- Irish release poster
- Directed by: Mark O'Connor
- Written by: John Connors; Mark O'Connor;
- Story by: John Connors
- Starring: John Connors; Damien Dempsey; Fíonna Hewitt Twamley; Kierston Wareing; Gemma-Leah Devereux; Kyle Bradley Donaldson; Lydia McGuinness;
- Production companies: Five Knight Films Limited; EGG Post Production; Stalker Films; Teach Solais;
- Distributed by: Wildcard Distribution (Ireland)
- Release dates: 22 April 2017 (Newport); 16 June 2017 (Ireland);
- Running time: 92 minutes
- Country: Ireland
- Language: English

= Cardboard Gangsters =

Cardboard Gangsters is a 2017 Irish crime film set in Darndale, Coolock, Dublin. It was funded by Broadcasting Authority of Ireland.

== Plot ==
The film follows Jay and his friends as they attempt to take control of the Darndale drug trade from Murphy, who has controlled the Darndale drug trade for the last 30 years.

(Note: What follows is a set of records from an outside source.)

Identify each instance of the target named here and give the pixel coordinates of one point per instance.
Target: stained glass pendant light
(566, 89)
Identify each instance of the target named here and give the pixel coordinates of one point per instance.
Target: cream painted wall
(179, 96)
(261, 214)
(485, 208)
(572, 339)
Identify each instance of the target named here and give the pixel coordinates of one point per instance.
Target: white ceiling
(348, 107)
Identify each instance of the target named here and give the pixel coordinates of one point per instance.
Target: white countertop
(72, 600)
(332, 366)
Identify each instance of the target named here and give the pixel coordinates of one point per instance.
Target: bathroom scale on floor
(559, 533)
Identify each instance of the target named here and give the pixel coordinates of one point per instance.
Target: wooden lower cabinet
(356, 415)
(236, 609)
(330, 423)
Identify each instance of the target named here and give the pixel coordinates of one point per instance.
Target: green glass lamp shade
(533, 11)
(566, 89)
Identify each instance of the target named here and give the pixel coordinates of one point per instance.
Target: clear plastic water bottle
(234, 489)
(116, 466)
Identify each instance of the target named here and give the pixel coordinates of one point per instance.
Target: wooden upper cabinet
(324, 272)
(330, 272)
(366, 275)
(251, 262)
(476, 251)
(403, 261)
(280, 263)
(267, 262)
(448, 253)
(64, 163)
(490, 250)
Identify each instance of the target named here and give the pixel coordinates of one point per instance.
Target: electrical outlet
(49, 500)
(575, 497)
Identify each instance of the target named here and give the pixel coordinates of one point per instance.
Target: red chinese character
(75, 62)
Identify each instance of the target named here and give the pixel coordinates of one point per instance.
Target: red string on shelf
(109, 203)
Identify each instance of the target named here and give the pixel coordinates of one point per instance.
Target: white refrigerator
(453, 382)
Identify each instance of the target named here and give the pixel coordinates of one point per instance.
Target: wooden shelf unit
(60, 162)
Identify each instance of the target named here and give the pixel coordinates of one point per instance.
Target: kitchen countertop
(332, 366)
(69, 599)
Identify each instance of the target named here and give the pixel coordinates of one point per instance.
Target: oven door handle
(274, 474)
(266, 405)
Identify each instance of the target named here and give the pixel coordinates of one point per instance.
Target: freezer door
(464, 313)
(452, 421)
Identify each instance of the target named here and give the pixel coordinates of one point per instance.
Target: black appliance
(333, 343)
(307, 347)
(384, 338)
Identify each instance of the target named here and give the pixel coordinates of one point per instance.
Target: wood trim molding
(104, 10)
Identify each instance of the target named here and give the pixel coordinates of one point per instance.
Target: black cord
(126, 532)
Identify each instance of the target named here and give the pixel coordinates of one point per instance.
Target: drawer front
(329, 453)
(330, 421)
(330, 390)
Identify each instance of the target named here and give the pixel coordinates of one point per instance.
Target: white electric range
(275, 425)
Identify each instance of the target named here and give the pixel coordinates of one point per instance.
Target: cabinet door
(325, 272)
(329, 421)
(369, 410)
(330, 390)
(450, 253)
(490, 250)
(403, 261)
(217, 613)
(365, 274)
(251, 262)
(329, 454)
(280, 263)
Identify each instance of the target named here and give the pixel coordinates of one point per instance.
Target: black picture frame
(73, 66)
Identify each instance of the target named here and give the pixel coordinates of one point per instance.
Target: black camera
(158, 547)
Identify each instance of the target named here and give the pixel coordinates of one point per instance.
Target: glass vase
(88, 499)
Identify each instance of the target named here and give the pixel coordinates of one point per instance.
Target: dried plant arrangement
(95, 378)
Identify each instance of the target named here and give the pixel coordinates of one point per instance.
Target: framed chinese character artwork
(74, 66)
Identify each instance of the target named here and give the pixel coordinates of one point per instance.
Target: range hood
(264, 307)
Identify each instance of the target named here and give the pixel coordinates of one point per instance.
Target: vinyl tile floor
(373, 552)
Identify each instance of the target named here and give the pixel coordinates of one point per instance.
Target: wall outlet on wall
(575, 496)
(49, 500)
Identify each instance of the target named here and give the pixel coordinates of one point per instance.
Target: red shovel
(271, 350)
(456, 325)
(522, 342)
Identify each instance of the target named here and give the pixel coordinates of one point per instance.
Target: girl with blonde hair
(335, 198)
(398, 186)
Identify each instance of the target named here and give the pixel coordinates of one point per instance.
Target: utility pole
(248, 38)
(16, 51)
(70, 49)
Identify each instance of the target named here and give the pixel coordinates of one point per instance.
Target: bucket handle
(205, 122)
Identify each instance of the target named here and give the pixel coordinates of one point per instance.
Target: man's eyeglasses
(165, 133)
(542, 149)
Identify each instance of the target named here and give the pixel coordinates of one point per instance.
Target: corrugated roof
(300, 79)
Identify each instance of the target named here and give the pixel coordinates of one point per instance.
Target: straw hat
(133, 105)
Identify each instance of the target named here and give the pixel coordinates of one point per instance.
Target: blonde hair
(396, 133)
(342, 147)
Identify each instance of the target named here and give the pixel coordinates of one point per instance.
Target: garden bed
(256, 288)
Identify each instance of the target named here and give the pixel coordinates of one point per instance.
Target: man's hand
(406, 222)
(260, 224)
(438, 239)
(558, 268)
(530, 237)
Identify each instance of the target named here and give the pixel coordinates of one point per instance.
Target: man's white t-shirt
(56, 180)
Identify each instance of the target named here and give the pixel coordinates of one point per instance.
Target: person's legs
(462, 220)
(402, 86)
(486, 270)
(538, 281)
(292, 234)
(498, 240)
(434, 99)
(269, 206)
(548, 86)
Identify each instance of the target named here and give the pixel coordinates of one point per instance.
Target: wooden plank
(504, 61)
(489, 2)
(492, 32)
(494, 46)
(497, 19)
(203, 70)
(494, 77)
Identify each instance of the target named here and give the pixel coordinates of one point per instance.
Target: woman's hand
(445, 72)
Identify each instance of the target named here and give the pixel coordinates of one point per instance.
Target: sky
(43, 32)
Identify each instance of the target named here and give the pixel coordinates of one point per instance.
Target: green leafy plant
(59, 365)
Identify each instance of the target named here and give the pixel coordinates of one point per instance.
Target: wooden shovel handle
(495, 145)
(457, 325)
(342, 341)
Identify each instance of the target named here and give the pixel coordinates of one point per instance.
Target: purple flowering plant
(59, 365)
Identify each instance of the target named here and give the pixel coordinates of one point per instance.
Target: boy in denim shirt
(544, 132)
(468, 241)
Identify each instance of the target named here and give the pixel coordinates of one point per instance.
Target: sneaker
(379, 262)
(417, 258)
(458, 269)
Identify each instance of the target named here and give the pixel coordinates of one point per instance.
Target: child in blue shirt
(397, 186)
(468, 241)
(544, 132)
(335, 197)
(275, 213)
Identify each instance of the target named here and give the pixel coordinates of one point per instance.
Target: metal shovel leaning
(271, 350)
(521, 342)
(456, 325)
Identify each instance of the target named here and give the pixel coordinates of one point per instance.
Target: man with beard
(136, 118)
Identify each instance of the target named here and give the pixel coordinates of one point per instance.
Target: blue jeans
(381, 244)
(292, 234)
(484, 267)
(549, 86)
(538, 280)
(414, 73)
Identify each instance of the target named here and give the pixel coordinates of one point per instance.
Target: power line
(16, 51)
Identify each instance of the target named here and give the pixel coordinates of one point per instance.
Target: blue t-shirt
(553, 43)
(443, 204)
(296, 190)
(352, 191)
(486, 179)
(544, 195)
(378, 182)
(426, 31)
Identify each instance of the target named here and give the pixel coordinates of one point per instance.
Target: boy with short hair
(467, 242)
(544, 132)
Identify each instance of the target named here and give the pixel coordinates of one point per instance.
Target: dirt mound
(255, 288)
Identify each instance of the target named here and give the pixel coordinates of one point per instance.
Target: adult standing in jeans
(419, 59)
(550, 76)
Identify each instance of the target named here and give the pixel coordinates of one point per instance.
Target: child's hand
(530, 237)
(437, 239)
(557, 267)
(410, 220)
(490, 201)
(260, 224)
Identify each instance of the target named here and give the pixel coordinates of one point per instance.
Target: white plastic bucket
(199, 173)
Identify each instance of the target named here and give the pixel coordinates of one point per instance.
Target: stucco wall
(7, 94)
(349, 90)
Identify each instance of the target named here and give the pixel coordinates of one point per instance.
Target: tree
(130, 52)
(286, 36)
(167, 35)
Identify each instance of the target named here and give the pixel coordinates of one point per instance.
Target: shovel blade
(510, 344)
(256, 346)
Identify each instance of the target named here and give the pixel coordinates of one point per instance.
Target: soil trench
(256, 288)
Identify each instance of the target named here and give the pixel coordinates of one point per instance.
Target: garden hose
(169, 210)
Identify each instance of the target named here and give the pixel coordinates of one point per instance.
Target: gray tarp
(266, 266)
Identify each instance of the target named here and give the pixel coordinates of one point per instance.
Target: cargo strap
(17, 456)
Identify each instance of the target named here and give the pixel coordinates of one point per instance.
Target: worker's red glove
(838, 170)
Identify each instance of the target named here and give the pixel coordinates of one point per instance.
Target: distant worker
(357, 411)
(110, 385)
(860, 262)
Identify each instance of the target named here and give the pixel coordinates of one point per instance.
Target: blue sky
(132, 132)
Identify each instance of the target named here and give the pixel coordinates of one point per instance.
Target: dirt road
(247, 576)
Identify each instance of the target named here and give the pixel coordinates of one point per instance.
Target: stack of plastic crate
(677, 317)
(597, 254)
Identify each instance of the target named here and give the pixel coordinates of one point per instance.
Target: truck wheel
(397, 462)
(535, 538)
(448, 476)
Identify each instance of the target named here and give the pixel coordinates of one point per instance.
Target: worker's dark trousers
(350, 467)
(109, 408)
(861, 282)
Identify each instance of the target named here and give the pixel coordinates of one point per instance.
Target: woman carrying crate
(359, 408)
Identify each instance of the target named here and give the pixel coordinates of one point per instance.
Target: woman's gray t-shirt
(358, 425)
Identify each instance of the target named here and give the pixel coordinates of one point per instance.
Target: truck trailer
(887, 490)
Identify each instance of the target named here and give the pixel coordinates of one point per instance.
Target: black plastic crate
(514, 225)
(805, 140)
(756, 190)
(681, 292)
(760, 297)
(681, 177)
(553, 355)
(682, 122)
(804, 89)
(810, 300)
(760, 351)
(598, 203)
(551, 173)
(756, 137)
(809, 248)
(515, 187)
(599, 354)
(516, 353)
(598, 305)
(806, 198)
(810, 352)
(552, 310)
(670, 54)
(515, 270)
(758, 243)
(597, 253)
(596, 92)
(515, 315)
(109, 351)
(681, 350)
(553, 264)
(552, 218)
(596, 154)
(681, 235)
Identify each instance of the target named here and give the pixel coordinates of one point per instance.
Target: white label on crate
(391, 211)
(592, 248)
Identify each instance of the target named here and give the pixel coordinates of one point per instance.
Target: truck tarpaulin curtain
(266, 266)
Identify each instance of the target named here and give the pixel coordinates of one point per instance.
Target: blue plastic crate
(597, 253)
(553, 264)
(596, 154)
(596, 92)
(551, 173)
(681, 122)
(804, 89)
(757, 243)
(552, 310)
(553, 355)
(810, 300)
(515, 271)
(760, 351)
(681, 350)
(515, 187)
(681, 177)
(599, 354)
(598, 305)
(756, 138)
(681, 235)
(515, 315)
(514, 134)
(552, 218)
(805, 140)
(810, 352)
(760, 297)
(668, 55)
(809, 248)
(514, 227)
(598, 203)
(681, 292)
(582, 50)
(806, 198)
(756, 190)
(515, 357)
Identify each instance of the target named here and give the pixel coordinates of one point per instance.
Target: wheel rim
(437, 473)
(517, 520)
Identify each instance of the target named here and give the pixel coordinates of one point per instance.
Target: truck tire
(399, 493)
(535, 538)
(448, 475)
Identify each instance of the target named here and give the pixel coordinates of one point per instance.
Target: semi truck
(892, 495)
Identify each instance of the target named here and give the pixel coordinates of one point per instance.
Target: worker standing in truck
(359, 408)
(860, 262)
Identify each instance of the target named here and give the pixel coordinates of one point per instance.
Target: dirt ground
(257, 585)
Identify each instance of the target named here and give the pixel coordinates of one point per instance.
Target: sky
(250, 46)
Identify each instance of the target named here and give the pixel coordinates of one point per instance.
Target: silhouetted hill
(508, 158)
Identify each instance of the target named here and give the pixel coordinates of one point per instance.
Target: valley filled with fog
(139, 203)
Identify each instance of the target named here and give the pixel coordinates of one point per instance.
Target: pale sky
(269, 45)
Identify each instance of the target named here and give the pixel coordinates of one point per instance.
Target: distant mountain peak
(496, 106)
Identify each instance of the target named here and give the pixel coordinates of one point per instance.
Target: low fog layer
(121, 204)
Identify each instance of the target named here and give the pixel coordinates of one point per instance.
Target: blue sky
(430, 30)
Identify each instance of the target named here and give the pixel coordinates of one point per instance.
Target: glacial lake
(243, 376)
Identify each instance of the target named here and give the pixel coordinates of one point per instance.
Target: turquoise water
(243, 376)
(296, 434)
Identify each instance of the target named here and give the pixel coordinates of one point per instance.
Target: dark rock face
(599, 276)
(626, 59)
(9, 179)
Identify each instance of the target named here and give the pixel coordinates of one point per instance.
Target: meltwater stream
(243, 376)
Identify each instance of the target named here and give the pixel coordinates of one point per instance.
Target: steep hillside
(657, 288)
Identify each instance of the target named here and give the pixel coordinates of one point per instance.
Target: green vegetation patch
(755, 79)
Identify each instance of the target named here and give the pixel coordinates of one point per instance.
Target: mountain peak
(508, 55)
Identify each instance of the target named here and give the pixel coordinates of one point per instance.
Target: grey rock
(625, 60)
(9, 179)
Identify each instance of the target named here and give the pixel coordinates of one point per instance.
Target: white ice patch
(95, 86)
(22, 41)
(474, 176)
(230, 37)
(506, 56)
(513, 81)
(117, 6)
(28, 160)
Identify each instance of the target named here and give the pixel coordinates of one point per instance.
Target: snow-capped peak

24 year old Jayson "Jay" Connelly, who lives with his friends in Darndale, Coolock with his friends Dano, Glenner and Cobbie; learns he is cut off from unemployment benefits due to a recent DJing gig. To make matters worse, he finds out his mother has been taking loans from Derra Murphy, the local crime lord, to pay for her debts and bills. Jay and his friends begin procure and deal drugs on Darndale territory, spiting Derra. All the while, Jay strikes up a relationship with Kim Murphy, Derra's wife, which ruins his budding relationship with Sarah, his girlfriend.

Kim is beaten to a pulp over her affair with Jay. Derra invites Jay over to his house with a job offer, only to be rebuffed by Jay at gunpoint. Enraged by the insult, Sean Murphy, Derra's hotheaded son, murders Cobbie in response. Jay and his crew retaliate by kidnapping and killing Sean. Glenner flees the suburbs, leaving Dano and Jay behind. Derra and his crew hunt down and kill Dano as Jay takes his family and Sarah, pregnant with their child, on the run. While at the airport, Jay receives a phone call from Kim, asking him to rescue her from the Murphy household. Allowing Sarah and his mum to go first, Jay goes back to pick Kim up out of guilt. It turns out to be a trap: Kim betrays him to Derra's gang for murdering her son. Jay is taken to the lake where he killed Sean and executed, the last thing he sees being the plane taking his loved ones to safety.

==Cast==
- John Connors as Jayson "Jay" Connolly
- Fionn Walton as Dano
- Paul Alwright as Glenner
- Ryan Lincoln as Cobbie
- Jimmy Smallhorne as Derra Murphy
- Ciaran McCabe as Sean Murphy
- Damien Dempsey as Curly Murphy
- Fíonna Hewitt Twamley as Angela Connolly
- Kierston Wareing as Kim Murphy
- Gemma-Leah Devereux as Roisin
- Kyle Bradley Donaldson as Stephen Kelly
- Lydia McGuinness as Christina
- Toni O'Rourke as Sarah
- Stephen Clinch as Ross Kelly
- Mark O'Connor as Frightened Hood

== Production ==
John Connors wrote the original script for the film and asked Mark O'Connor. who he had previously worked with on Stalker and King of the Travellers to come on the project as a Director. O'Connor agreed to direct the film if he could do a re-write of the script, which Connors agreed to. The film was shot in Darndale.

Connors was friends with several local Dublin rappers, such as Lethal Dialect and God Creative, who agreed for their music to be used in the films score. The film's entire budget (€300,000) was funded by the BAI's Sound and Vision Fund in 2016.

==Reception==
On the review aggregator website Rotten Tomatoes, the film holds an approval rating of 94% based on 18 reviews. Moreover, it earned €550,000 at the national box office and became the most viewed Irish film of 2017.